The dust is flying at Murray's (26 S. 6th St., Mpls., www.murrays restaurant.com)
A busy squadron of construction workers descended upon the 66-year-old landmark earlier this month, performing some serious miracles to accommodate a tight six-week schedule. Despite the dust and noise, it was a relief to see that Murray's was still recognizably Murray's.
"We want to preserve the Murray's DNA," said architect David Shea of Shea Inc., the Minneapolis design firm behind the renovation. "The goal is to bring in the next generation of customers. For that you need to innovate, although at the same time you can't throw out the things that made the place great."
Naturally, that would include the signature Silver Butter Knife Steak, and the famous garlic toast, among other sacrosanct dishes. Still, when the restaurant reopens in mid-September, the menu won't be preserved in amber. Plans include inserting a lighter touch into lunch and adding a casual bar menu, a strategy to target audiences beyond the customers who view the restaurant as a once-a-year destination.
One element that won't change is the familiar 6th Street exterior, although its distinctive blend of aquamarine porcelain panels, warm beige Minnesota limestone and attention-grabbing neon is getting a much needed buff and shine.
But step inside the front door, and Murray's 2.0 appears to be on its way to becoming a better version of itself, as if it the old gal took up Pilates, splurged on a new wardrobe and maybe even picked up a younger husband.

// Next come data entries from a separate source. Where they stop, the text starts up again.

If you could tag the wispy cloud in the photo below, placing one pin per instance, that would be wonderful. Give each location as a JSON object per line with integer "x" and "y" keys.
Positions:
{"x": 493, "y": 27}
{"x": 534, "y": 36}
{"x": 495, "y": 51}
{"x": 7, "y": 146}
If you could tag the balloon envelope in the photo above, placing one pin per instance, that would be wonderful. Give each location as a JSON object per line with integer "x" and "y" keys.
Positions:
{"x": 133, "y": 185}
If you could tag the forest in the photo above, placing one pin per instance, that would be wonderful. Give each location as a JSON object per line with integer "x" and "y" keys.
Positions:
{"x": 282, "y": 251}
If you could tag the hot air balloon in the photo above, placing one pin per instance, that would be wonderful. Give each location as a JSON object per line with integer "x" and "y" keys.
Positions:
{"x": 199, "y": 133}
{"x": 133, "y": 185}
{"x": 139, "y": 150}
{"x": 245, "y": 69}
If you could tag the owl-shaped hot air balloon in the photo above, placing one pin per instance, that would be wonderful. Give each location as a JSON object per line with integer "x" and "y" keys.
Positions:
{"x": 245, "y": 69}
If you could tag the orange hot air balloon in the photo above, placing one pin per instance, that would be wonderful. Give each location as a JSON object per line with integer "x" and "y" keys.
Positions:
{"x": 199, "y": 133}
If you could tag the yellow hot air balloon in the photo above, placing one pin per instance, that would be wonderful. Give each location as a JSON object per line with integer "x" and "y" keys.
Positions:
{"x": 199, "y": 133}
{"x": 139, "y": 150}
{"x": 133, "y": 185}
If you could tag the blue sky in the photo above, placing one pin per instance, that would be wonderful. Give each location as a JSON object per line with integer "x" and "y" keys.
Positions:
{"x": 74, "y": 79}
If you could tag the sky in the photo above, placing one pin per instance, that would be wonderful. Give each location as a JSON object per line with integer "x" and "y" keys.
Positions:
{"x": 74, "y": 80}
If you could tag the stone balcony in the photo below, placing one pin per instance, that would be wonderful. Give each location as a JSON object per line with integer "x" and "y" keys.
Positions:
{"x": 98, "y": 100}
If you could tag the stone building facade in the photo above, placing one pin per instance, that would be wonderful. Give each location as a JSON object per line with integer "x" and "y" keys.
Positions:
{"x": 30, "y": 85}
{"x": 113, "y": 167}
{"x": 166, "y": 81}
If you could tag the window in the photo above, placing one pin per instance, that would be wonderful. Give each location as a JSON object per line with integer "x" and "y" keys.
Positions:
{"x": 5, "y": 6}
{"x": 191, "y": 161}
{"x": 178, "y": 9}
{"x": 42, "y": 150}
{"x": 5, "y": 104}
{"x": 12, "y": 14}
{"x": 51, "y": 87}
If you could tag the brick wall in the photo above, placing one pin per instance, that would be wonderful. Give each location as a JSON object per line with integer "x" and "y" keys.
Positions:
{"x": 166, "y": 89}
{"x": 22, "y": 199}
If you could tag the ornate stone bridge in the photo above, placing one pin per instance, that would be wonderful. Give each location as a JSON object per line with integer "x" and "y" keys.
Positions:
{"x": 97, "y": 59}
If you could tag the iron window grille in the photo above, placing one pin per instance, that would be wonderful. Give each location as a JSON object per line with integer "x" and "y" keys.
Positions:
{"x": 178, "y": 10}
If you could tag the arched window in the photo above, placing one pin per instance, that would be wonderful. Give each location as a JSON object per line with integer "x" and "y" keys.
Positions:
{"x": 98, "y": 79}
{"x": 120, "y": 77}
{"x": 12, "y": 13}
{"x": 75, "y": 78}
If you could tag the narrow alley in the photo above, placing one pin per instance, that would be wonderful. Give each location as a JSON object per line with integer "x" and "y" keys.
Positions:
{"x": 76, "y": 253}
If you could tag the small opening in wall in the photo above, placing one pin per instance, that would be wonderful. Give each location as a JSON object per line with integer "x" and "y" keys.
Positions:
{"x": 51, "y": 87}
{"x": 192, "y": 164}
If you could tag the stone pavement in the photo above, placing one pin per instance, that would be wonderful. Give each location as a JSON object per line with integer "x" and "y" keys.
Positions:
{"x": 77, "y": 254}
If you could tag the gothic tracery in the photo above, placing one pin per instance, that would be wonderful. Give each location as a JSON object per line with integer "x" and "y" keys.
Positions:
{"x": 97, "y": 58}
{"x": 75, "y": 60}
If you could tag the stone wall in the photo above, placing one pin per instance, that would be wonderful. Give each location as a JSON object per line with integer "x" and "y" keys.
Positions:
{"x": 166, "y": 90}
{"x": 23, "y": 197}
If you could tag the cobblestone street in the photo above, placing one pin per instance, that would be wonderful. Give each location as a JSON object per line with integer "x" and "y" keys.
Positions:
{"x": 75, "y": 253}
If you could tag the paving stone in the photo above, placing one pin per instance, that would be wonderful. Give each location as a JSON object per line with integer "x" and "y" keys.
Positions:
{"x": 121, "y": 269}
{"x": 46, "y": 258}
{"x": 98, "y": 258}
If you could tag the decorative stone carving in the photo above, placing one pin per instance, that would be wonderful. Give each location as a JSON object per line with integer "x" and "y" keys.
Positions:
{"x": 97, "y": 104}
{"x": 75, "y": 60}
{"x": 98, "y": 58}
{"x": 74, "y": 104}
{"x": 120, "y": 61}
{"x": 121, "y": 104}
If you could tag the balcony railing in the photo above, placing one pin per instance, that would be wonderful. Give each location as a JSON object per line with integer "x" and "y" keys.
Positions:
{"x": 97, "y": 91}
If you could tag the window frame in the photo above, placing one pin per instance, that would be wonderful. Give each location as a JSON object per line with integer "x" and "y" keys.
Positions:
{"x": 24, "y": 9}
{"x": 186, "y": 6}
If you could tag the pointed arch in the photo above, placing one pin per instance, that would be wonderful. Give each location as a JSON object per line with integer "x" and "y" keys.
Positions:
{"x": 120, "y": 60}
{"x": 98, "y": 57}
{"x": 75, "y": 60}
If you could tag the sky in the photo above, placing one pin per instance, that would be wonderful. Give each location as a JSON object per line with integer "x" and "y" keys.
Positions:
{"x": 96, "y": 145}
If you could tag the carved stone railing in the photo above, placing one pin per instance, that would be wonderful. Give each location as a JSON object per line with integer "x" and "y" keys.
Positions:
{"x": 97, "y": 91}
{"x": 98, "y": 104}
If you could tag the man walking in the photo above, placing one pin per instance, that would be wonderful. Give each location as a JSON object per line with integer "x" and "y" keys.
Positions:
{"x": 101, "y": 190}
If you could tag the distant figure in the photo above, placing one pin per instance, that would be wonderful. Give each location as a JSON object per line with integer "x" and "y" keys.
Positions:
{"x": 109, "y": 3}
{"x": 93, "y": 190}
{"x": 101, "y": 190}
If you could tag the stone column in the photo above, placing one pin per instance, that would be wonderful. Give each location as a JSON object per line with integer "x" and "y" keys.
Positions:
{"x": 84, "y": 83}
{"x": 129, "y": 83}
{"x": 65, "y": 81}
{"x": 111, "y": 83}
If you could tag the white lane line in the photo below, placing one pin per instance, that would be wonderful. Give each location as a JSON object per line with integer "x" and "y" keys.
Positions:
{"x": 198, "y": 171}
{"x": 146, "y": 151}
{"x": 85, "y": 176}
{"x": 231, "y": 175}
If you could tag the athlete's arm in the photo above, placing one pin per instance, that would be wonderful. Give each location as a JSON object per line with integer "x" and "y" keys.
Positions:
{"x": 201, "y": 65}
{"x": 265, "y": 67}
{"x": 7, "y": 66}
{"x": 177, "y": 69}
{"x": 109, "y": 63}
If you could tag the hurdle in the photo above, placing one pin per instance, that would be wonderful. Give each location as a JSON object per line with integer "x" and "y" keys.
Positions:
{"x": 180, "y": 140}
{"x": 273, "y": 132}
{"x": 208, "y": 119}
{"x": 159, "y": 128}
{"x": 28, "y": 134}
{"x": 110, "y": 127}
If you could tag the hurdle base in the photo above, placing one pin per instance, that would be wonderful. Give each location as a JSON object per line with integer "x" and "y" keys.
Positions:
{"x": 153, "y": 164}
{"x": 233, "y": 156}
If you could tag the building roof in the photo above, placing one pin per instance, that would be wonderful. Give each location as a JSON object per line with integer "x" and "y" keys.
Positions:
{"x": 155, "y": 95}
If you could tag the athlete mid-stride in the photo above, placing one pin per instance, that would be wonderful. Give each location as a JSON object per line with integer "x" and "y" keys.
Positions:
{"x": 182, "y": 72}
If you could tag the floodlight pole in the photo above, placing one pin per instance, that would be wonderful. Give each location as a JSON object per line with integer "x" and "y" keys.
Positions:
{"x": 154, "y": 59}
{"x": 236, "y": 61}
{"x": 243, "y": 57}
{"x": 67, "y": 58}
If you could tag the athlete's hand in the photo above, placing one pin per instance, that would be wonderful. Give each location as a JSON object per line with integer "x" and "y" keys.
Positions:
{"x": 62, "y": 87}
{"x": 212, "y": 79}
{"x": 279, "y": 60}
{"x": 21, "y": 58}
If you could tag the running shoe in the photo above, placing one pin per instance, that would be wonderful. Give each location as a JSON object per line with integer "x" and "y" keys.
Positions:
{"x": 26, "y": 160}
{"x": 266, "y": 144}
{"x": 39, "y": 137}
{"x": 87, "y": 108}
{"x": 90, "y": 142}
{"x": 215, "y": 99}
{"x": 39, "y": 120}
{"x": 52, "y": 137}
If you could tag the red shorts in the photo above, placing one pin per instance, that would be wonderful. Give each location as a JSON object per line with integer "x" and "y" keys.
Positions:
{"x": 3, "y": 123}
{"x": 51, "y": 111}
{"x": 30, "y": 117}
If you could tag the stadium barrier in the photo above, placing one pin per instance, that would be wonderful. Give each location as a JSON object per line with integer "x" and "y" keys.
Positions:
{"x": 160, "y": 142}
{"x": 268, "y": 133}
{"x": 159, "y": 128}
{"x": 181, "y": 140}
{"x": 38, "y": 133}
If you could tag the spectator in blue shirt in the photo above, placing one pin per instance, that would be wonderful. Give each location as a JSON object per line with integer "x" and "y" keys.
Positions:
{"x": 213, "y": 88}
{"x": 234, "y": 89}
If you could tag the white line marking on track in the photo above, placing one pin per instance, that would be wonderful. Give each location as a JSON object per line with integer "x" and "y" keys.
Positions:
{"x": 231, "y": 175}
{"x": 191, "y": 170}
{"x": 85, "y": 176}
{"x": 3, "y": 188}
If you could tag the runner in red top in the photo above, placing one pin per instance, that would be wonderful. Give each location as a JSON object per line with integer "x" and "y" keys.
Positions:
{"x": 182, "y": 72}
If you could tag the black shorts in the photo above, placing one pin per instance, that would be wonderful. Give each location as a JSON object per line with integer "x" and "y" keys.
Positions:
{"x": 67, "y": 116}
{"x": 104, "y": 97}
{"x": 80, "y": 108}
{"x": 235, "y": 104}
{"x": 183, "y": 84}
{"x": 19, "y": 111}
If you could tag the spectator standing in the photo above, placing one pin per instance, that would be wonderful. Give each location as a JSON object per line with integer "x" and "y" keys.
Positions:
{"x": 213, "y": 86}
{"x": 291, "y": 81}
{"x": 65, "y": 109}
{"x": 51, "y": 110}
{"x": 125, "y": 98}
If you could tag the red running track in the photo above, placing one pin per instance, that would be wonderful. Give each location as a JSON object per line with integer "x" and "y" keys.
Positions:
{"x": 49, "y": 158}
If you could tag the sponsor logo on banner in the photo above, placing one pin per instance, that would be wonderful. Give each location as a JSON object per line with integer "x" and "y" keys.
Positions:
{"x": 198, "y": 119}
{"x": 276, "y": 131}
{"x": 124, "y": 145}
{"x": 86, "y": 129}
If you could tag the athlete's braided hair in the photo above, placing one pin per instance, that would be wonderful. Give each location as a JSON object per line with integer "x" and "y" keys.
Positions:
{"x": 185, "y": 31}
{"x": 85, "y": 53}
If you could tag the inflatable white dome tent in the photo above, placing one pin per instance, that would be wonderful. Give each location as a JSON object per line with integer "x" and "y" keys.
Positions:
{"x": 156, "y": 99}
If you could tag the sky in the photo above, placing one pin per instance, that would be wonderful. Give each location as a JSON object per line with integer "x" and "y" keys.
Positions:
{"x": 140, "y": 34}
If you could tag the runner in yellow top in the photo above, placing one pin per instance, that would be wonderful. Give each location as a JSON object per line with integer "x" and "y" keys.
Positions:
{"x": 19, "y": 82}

A reorganized and roomier lobby will feature a gallery devoted to nostalgic photographs illustrating Murray's illustrious past, and a showy wine case will separate the lobby from the reconfigured bar.
"Murray's has always had an impressive wine collection," said Shea. "But it has always been kept out of sight."
The former bar, a forgettable vestige of the smoking era, always seemed more suited to a suburban Holiday Inn than an iconic downtown steakhouse. The space has been gutted, and although the square footage remains the same, the new bar is going to look completely different, and hopefully act that way, too, with an animated three-sided bar (topped in gleaming walnut, a request of the late Pat Murray, who died in July) surrounded by banquettes and booths.
Demolition revealed a find: a decorative terrazzo and ceramic tile floor that predates Murray's 1946 tenancy (Shea estimates that the building dates to 1900). The plan is to restore as much as possible, then fill in the missing pieces with concrete.
"It's going to give the space an authenticity that we could never replicate," said Shea.
The dining room, familiar to countless Minnesotans, has been squeezed to accommodate a pair of side-by-side private dining rooms.
Regulars will be pleased to learn that the dining room's distinctive wall of mirrors has been preserved, along with the enormous hand-forged wrought iron chandeliers and candelabra. The retro ceiling, framed by serpentine soffits and composed of square perforated tiles, is also remaining. But don't expect to find swag draperies (decorator relics from the previous remodeling) or the inelegant (and, it must be said, uncomfortable) stackable banquet chairs. They've left the building, for good.
As for the fate of the clown paintings -- and anyone who has ever dined at Murray's has the sight of those three canvases permanently etched into their cortex -- not to worry.
"They were original to the restaurant, and of course we're keeping them," said Shea.
The dining room also had tables dedicated to two longtime friends of the house: Star Tribune sportswriter Sid Hartman and semi-retired Strib columnist Barbara Flanagan. "We saved the plaques, and we'll reinstall them," said Shea.
So far, so good, right?
"The essence of Murray's will remain," said Shea. "What we're doing is transformative, but past customers are still going to be able to say that it's still Murray's."